Basically, it seems like a lot of arguments between people are a result of not properly defining what is discussed (and the last author on this paper probably agrees). I never read Hume, but adding a fancy philosopher quote is a necessary step towards creating the illusion that I know what I’m talking about. In reality, the reason I’m writing this blogpost is because I didn’t understand the Learning in High Dimension paper at all on first reading. With this post I hope to get a better understanding of it, and share that understanding.
At the end this post, we will hopefully know more about the following terms:
- The curse of dimensionality
- Convex hull
- Ambient dimension
- Intrinsic dimension / data manifold dimension
- Interpolation / extrapolation
The Key Idea
The key idea in this paper is that we shouldn’t be using interpolation and extrapolation (in the way the terms are defined in this paper) as indicators of generalization performance, because models are likely extrapolating. That is true even for data manifolds with moderate intrinsic dimensions. What counts is the dimensionality of the data representation, which is often much higher than the intrinsic dimension. The authors think researchers that equate generalization with extrapolation should develop appropriate geometrical definitions of extrapolation that actually align with generalization in the context of high dimensional data. So let’s dive in!
When are we interpolating?
In this section: Interpolation, Extrapolation, Convex Hull, Convex Combination, Linear Combination, Curse of Dimensionality
The definition of interpolation in the paper is the following:
Definition 1. Interpolation occurs for a sample \(\mathbf{x}\) whenever this sample belongs to the convex hull of a set of samples \(\mathbf{X} \triangleq \{\mathbf{x}_1, \dots, \mathbf{x}_N\}\), if not, extrapolation occurs.
So what is the convex hull of a set of samples?
A vector \(\mathbf{x}\) lies within the convex hull of a set of samples \(\mathbf{x}_1, \dots, \mathbf{x}_N\) if we can write it as a convex combination of the samples:
\[\mathbf{x} = \lambda_1 \mathbf{x}_1 + \dots + \lambda_N \mathbf{x}_N\]Subject to the constraints: \(\lambda_i \geq 0\) and \(\sum_i \lambda_i = 1\). Let’s have a look at what that means in a dimension we can still visualize.

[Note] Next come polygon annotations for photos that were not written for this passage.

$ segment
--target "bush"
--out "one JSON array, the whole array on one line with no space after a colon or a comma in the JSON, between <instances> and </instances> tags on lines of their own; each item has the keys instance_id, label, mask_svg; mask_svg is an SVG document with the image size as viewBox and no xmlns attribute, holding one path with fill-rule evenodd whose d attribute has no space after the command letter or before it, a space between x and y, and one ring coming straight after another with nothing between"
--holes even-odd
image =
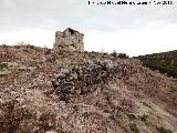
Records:
<instances>
[{"instance_id":1,"label":"bush","mask_svg":"<svg viewBox=\"0 0 177 133\"><path fill-rule=\"evenodd\" d=\"M118 58L128 59L128 55L126 53L118 53Z\"/></svg>"},{"instance_id":2,"label":"bush","mask_svg":"<svg viewBox=\"0 0 177 133\"><path fill-rule=\"evenodd\" d=\"M134 133L139 133L139 130L137 127L137 125L135 123L129 124L129 129L134 132Z\"/></svg>"},{"instance_id":3,"label":"bush","mask_svg":"<svg viewBox=\"0 0 177 133\"><path fill-rule=\"evenodd\" d=\"M117 52L114 50L112 53L111 53L112 57L114 58L117 58Z\"/></svg>"},{"instance_id":4,"label":"bush","mask_svg":"<svg viewBox=\"0 0 177 133\"><path fill-rule=\"evenodd\" d=\"M165 127L163 127L163 126L157 127L157 130L158 130L159 133L173 133L170 130L165 129Z\"/></svg>"}]
</instances>

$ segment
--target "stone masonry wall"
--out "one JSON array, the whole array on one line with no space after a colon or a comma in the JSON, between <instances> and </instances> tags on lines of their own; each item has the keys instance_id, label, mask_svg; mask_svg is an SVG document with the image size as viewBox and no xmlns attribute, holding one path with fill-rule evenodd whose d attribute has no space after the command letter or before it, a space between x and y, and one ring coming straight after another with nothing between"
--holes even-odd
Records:
<instances>
[{"instance_id":1,"label":"stone masonry wall","mask_svg":"<svg viewBox=\"0 0 177 133\"><path fill-rule=\"evenodd\" d=\"M84 51L84 42L83 42L84 34L75 31L71 28L67 28L63 32L56 31L55 32L55 43L54 43L54 51Z\"/></svg>"}]
</instances>

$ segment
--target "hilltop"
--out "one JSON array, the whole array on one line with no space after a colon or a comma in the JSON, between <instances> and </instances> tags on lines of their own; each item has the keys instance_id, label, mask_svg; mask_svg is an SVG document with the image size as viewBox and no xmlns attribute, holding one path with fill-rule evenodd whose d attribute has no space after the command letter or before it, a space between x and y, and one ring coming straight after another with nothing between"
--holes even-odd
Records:
<instances>
[{"instance_id":1,"label":"hilltop","mask_svg":"<svg viewBox=\"0 0 177 133\"><path fill-rule=\"evenodd\" d=\"M136 57L143 65L177 78L177 50Z\"/></svg>"},{"instance_id":2,"label":"hilltop","mask_svg":"<svg viewBox=\"0 0 177 133\"><path fill-rule=\"evenodd\" d=\"M176 133L176 86L137 59L0 45L0 132Z\"/></svg>"}]
</instances>

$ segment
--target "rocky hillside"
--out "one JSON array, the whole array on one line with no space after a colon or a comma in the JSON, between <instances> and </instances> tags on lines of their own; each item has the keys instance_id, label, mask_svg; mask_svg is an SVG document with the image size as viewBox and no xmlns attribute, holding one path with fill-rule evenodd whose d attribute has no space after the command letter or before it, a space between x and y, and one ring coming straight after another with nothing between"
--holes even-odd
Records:
<instances>
[{"instance_id":1,"label":"rocky hillside","mask_svg":"<svg viewBox=\"0 0 177 133\"><path fill-rule=\"evenodd\" d=\"M177 50L136 57L143 65L177 78Z\"/></svg>"},{"instance_id":2,"label":"rocky hillside","mask_svg":"<svg viewBox=\"0 0 177 133\"><path fill-rule=\"evenodd\" d=\"M0 133L177 133L177 80L136 59L1 45Z\"/></svg>"}]
</instances>

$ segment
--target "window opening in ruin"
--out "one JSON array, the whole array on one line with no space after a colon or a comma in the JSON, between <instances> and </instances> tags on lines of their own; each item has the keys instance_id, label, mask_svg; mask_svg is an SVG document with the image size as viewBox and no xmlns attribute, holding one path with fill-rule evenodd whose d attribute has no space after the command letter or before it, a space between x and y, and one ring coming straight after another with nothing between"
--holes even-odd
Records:
<instances>
[{"instance_id":1,"label":"window opening in ruin","mask_svg":"<svg viewBox=\"0 0 177 133\"><path fill-rule=\"evenodd\" d=\"M71 33L71 35L74 34L74 30L72 30L72 29L69 29L69 32Z\"/></svg>"}]
</instances>

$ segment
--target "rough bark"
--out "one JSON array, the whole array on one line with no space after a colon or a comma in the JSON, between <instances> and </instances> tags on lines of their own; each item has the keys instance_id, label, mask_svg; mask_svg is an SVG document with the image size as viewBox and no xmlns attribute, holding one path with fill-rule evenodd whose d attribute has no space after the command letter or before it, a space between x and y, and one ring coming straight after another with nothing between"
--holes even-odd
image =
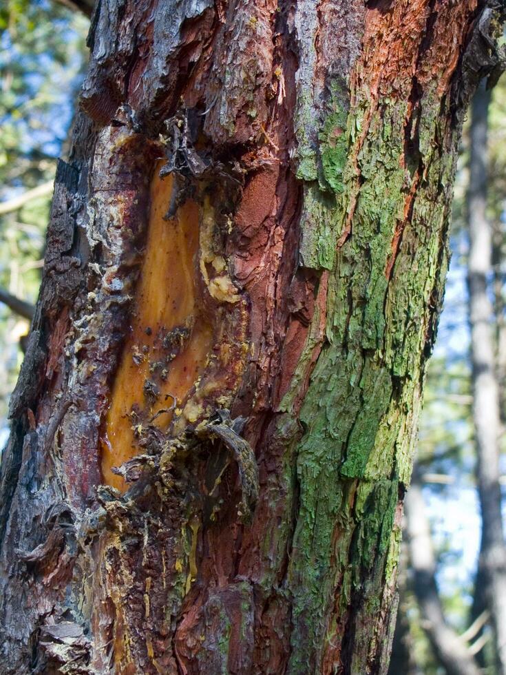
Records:
<instances>
[{"instance_id":1,"label":"rough bark","mask_svg":"<svg viewBox=\"0 0 506 675\"><path fill-rule=\"evenodd\" d=\"M469 321L473 420L482 535L477 581L495 634L497 672L506 672L506 546L499 467L500 403L489 284L493 278L492 231L487 218L487 117L490 92L480 87L472 106L468 220Z\"/></svg>"},{"instance_id":2,"label":"rough bark","mask_svg":"<svg viewBox=\"0 0 506 675\"><path fill-rule=\"evenodd\" d=\"M386 671L496 10L98 4L2 462L2 672Z\"/></svg>"},{"instance_id":3,"label":"rough bark","mask_svg":"<svg viewBox=\"0 0 506 675\"><path fill-rule=\"evenodd\" d=\"M481 669L465 641L447 625L436 583L436 560L421 486L413 480L405 502L406 535L412 585L423 630L447 675L478 675Z\"/></svg>"}]
</instances>

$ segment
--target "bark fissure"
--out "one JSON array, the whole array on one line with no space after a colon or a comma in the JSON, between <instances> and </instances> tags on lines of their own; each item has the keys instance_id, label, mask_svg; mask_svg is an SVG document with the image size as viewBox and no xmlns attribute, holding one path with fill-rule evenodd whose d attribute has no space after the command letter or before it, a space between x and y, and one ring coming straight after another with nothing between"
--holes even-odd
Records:
<instances>
[{"instance_id":1,"label":"bark fissure","mask_svg":"<svg viewBox=\"0 0 506 675\"><path fill-rule=\"evenodd\" d=\"M384 670L476 11L97 6L2 464L6 673Z\"/></svg>"}]
</instances>

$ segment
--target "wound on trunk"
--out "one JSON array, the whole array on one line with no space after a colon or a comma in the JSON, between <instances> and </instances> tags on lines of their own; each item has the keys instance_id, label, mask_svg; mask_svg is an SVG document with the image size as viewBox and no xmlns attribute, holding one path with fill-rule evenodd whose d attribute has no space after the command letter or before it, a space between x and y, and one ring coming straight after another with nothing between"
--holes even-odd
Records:
<instances>
[{"instance_id":1,"label":"wound on trunk","mask_svg":"<svg viewBox=\"0 0 506 675\"><path fill-rule=\"evenodd\" d=\"M142 452L143 425L169 428L203 371L212 344L212 327L202 311L197 278L201 209L188 199L167 219L172 191L177 189L173 183L171 175L160 178L155 172L130 332L102 437L104 481L121 490L125 481L113 468Z\"/></svg>"}]
</instances>

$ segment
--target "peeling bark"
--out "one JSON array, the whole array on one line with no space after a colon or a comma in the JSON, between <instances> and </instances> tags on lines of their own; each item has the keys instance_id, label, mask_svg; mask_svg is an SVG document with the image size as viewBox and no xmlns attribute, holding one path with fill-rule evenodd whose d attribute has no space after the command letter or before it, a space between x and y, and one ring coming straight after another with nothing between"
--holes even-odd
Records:
<instances>
[{"instance_id":1,"label":"peeling bark","mask_svg":"<svg viewBox=\"0 0 506 675\"><path fill-rule=\"evenodd\" d=\"M386 671L500 18L97 5L2 461L2 672Z\"/></svg>"}]
</instances>

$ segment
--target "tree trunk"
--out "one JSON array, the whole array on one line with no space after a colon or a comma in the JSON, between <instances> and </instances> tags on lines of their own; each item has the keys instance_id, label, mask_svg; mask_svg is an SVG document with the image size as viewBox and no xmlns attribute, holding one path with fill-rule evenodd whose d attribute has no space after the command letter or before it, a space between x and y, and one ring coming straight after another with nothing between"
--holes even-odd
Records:
<instances>
[{"instance_id":1,"label":"tree trunk","mask_svg":"<svg viewBox=\"0 0 506 675\"><path fill-rule=\"evenodd\" d=\"M3 672L386 672L494 12L97 5L2 463Z\"/></svg>"},{"instance_id":2,"label":"tree trunk","mask_svg":"<svg viewBox=\"0 0 506 675\"><path fill-rule=\"evenodd\" d=\"M497 672L506 673L506 546L499 481L500 405L491 324L489 284L493 277L492 227L487 218L487 117L490 92L481 87L472 107L468 220L469 320L473 419L477 453L482 534L477 579L494 625ZM476 589L478 595L482 592Z\"/></svg>"}]
</instances>

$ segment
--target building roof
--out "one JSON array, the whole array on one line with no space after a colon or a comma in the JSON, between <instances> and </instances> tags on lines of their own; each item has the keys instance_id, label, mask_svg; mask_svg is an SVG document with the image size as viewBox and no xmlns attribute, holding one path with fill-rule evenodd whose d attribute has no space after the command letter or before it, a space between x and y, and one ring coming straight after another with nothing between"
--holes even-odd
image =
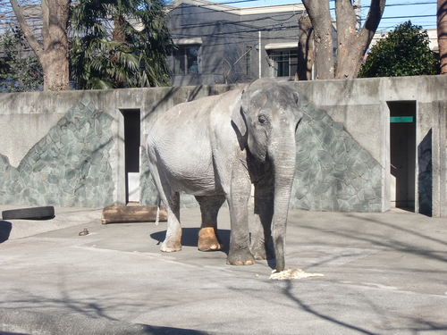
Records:
<instances>
[{"instance_id":1,"label":"building roof","mask_svg":"<svg viewBox=\"0 0 447 335\"><path fill-rule=\"evenodd\" d=\"M230 12L233 14L241 15L241 16L242 15L266 14L266 13L274 13L304 12L305 11L304 5L302 4L238 8L238 7L231 6L228 4L214 3L212 1L207 1L207 0L175 0L167 6L167 9L168 9L168 11L172 11L173 9L180 6L181 4L190 4L190 5L193 5L193 6L212 9L212 10L219 11L219 12Z\"/></svg>"}]
</instances>

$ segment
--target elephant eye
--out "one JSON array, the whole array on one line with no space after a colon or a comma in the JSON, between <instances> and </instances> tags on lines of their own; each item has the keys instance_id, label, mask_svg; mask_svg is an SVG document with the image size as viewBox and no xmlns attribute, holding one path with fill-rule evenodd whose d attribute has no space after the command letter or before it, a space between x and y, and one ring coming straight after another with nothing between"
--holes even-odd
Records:
<instances>
[{"instance_id":1,"label":"elephant eye","mask_svg":"<svg viewBox=\"0 0 447 335\"><path fill-rule=\"evenodd\" d=\"M259 123L261 124L266 124L267 123L267 117L264 114L260 114L259 116L257 116L257 121L259 121Z\"/></svg>"}]
</instances>

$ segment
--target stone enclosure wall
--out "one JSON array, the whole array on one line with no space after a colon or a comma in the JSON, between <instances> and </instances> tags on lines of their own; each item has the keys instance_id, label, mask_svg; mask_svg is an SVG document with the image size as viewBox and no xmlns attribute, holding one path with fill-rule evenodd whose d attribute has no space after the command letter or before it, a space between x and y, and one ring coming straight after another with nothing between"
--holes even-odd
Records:
<instances>
[{"instance_id":1,"label":"stone enclosure wall","mask_svg":"<svg viewBox=\"0 0 447 335\"><path fill-rule=\"evenodd\" d=\"M390 208L388 101L415 101L415 210L447 216L445 76L292 83L297 130L291 207ZM0 94L0 203L101 207L126 202L123 111L140 115L139 201L159 202L144 141L153 114L232 86ZM182 196L183 206L197 205Z\"/></svg>"}]
</instances>

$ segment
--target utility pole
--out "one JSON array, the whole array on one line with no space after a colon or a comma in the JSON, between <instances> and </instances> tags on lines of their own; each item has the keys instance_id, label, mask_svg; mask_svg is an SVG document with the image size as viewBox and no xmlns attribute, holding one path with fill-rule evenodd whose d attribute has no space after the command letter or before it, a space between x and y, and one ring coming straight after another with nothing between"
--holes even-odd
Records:
<instances>
[{"instance_id":1,"label":"utility pole","mask_svg":"<svg viewBox=\"0 0 447 335\"><path fill-rule=\"evenodd\" d=\"M359 31L362 28L362 4L361 0L353 0L352 7L354 7L354 13L356 13L356 30Z\"/></svg>"},{"instance_id":2,"label":"utility pole","mask_svg":"<svg viewBox=\"0 0 447 335\"><path fill-rule=\"evenodd\" d=\"M261 54L261 52L262 52L262 41L261 41L261 30L259 30L257 32L258 34L258 41L257 41L257 50L259 51L258 52L258 55L259 55L259 59L258 59L258 62L259 62L259 78L262 77L262 54Z\"/></svg>"},{"instance_id":3,"label":"utility pole","mask_svg":"<svg viewBox=\"0 0 447 335\"><path fill-rule=\"evenodd\" d=\"M447 74L447 0L438 0L437 30L441 74Z\"/></svg>"}]
</instances>

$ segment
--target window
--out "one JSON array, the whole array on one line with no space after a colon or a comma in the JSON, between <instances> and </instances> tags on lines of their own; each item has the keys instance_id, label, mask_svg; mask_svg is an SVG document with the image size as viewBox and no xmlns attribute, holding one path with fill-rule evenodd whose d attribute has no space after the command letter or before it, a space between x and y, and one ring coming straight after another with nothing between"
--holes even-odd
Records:
<instances>
[{"instance_id":1,"label":"window","mask_svg":"<svg viewBox=\"0 0 447 335\"><path fill-rule=\"evenodd\" d=\"M274 77L291 77L298 69L298 50L273 50L270 58L274 61Z\"/></svg>"},{"instance_id":2,"label":"window","mask_svg":"<svg viewBox=\"0 0 447 335\"><path fill-rule=\"evenodd\" d=\"M180 46L174 53L174 73L198 73L199 49L200 46Z\"/></svg>"}]
</instances>

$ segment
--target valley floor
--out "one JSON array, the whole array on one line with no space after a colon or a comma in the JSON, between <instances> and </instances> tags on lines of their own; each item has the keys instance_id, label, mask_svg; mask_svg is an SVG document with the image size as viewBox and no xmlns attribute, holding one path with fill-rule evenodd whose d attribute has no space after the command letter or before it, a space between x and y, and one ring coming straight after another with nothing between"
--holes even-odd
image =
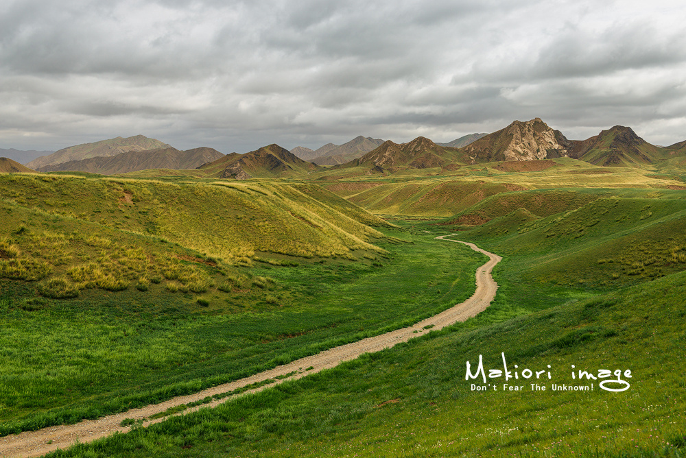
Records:
<instances>
[{"instance_id":1,"label":"valley floor","mask_svg":"<svg viewBox=\"0 0 686 458\"><path fill-rule=\"evenodd\" d=\"M454 235L457 234L451 234ZM446 237L450 236L438 236L436 238L447 241L459 241L446 239ZM432 330L440 330L458 322L463 322L485 310L495 297L497 284L493 280L491 272L493 267L502 258L497 254L478 248L473 243L464 243L472 250L486 254L489 260L477 269L476 290L474 294L464 302L438 315L409 327L335 347L250 377L203 390L194 395L174 398L160 404L132 409L97 420L84 420L77 424L49 427L36 431L24 432L17 435L5 436L0 438L0 456L40 456L58 448L68 447L74 442L90 442L115 432L127 431L130 429L128 426L122 426L127 423L136 424L137 426L160 422L167 416L158 416L160 414L167 413L167 415L171 415L172 412L178 411L180 407L182 411L189 413L198 410L201 407L215 407L235 397L235 395L232 396L232 394L237 391L255 393L286 381L295 380L335 367L363 354L390 348L397 344L406 342ZM246 389L241 391L241 389ZM193 407L187 409L189 405ZM150 419L151 417L153 419Z\"/></svg>"}]
</instances>

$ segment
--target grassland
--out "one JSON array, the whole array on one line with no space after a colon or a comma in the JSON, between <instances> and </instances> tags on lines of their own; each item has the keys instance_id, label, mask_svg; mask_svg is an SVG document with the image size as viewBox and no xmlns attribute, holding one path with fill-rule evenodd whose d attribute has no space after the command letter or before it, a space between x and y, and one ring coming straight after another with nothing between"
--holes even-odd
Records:
<instances>
[{"instance_id":1,"label":"grassland","mask_svg":"<svg viewBox=\"0 0 686 458\"><path fill-rule=\"evenodd\" d=\"M534 167L539 162L547 167ZM372 213L405 216L449 217L490 196L517 191L685 187L680 176L657 167L600 167L568 158L519 167L499 162L452 171L413 169L390 176L346 177L336 171L313 173L311 179Z\"/></svg>"},{"instance_id":2,"label":"grassland","mask_svg":"<svg viewBox=\"0 0 686 458\"><path fill-rule=\"evenodd\" d=\"M374 234L377 245L351 236L355 251L326 258L285 254L284 243L245 262L227 262L184 246L188 239L170 241L169 232L161 237L120 228L117 221L126 216L134 230L156 221L138 216L147 217L139 212L147 211L150 197L134 197L154 186L159 198L163 184L126 182L122 189L117 181L12 178L3 188L8 197L0 210L3 434L197 391L406 326L471 295L471 273L481 261L468 248L394 228L305 185L271 188L300 199L299 206L283 212L287 217L303 222L290 213L298 208L303 219L318 222L318 210L328 219L321 230L326 224L331 232L351 234L333 225L338 217L349 231ZM56 182L60 186L42 187ZM192 185L179 187L197 195ZM111 198L102 200L102 210L89 213L88 206L96 206L93 188ZM224 188L216 189L211 193L209 188L210 195L221 199ZM56 197L59 190L67 197ZM256 201L250 204L267 206ZM325 208L315 208L318 202ZM75 215L75 208L83 214ZM109 219L92 220L102 214ZM209 238L215 228L206 230ZM290 237L307 246L309 232Z\"/></svg>"},{"instance_id":3,"label":"grassland","mask_svg":"<svg viewBox=\"0 0 686 458\"><path fill-rule=\"evenodd\" d=\"M388 224L307 184L214 184L45 175L0 176L8 204L147 234L222 258L255 252L304 257L381 252Z\"/></svg>"}]
</instances>

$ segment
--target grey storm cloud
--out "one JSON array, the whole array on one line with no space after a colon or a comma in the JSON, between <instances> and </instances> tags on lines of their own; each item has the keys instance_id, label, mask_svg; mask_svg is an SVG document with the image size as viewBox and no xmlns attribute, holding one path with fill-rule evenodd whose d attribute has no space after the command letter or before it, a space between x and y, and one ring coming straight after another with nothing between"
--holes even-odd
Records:
<instances>
[{"instance_id":1,"label":"grey storm cloud","mask_svg":"<svg viewBox=\"0 0 686 458\"><path fill-rule=\"evenodd\" d=\"M686 138L677 1L10 0L0 147L447 141L539 117Z\"/></svg>"}]
</instances>

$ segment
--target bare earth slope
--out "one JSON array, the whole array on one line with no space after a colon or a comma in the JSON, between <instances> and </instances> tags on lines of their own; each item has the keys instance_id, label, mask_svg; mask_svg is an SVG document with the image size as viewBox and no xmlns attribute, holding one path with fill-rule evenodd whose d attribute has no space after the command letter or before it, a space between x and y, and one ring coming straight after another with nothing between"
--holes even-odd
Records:
<instances>
[{"instance_id":1,"label":"bare earth slope","mask_svg":"<svg viewBox=\"0 0 686 458\"><path fill-rule=\"evenodd\" d=\"M119 423L125 418L134 420L147 418L156 413L164 412L171 407L182 404L187 405L189 402L202 400L207 396L226 393L241 387L269 379L275 381L273 383L248 390L244 393L260 391L286 380L300 378L309 374L314 374L324 369L335 367L344 361L355 359L364 353L378 352L384 348L390 348L397 344L406 342L413 337L423 335L431 330L437 330L458 322L465 321L485 310L495 297L498 285L493 280L490 273L493 267L500 262L502 258L482 250L473 243L445 239L445 237L453 235L456 235L456 234L440 236L436 239L464 243L472 250L483 253L489 258L488 262L477 269L476 290L474 291L474 294L461 304L458 304L438 315L416 323L408 328L397 329L386 334L368 337L357 342L331 348L317 354L306 357L270 370L230 383L213 387L195 394L179 396L160 404L150 405L142 409L134 409L127 412L103 417L97 420L84 420L77 424L53 426L36 431L22 433L18 435L5 436L0 438L0 456L37 457L58 448L69 447L77 441L86 442L109 435L115 431L126 432L129 430L129 428L119 426ZM312 368L307 370L311 367ZM294 372L294 374L293 374ZM292 375L276 378L276 377L289 374ZM200 407L212 407L226 402L233 397L229 396L221 400L215 400L209 404L187 409L184 413L197 410ZM147 421L143 424L151 424L163 420L163 418L160 418Z\"/></svg>"}]
</instances>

Everything within (or on) this square is a convex combination of the convex hull of the four samples, everything outside it but still in \(\mathbb{R}^2\) is a linear combination of the samples, relaxing the constraints on the \(\lambda_i\)’s. Note that we can easily calculate the probability of lying within the convex hull of samples here if we assume that all values will lie between zero and three. Let’s say we sample points uniformly between zero and three for both dimensions, then the probability that a new sample lies within the convex hull of the four ‘training’ samples is the area of the convex hull divided by the total area:
\[p(\mathbf{x} \in \text{Hull}(\mathbf{X})) = \frac{1}{9}\]In general, for a convex hull with area \(c\) in \(\mathbb{R}^2\) and data points in \([x_0, x_1]\) the probability of lying in the convex hull of the four training samples is \(\frac{c}{(x_1 - x_0)^2}\).
Now let’s see what happens if we move to three dimensions. We’ll stretch out the square from above into a cube and calculate the probability of lying within this cube.
This cube has a volume of one, and the probability of lying within this cube has become:
\[p(\mathbf{x} \in \text{Hull}(\mathbf{X})) = \frac{1}{27}\]In general, for a convex hull with volume \(c\) in \(\mathbb{R}^3\) and data points in \([x_0, x_1]\) the probability of lying in the convex hull is \(\frac{c}{(x_1 - x_0)^3}\). This provides some intuition as to why the probability of lying within the convex hull (i.e., being in interpolation regime) quickly goes down as the dimensionality of the problem goes up – exponentially quickly.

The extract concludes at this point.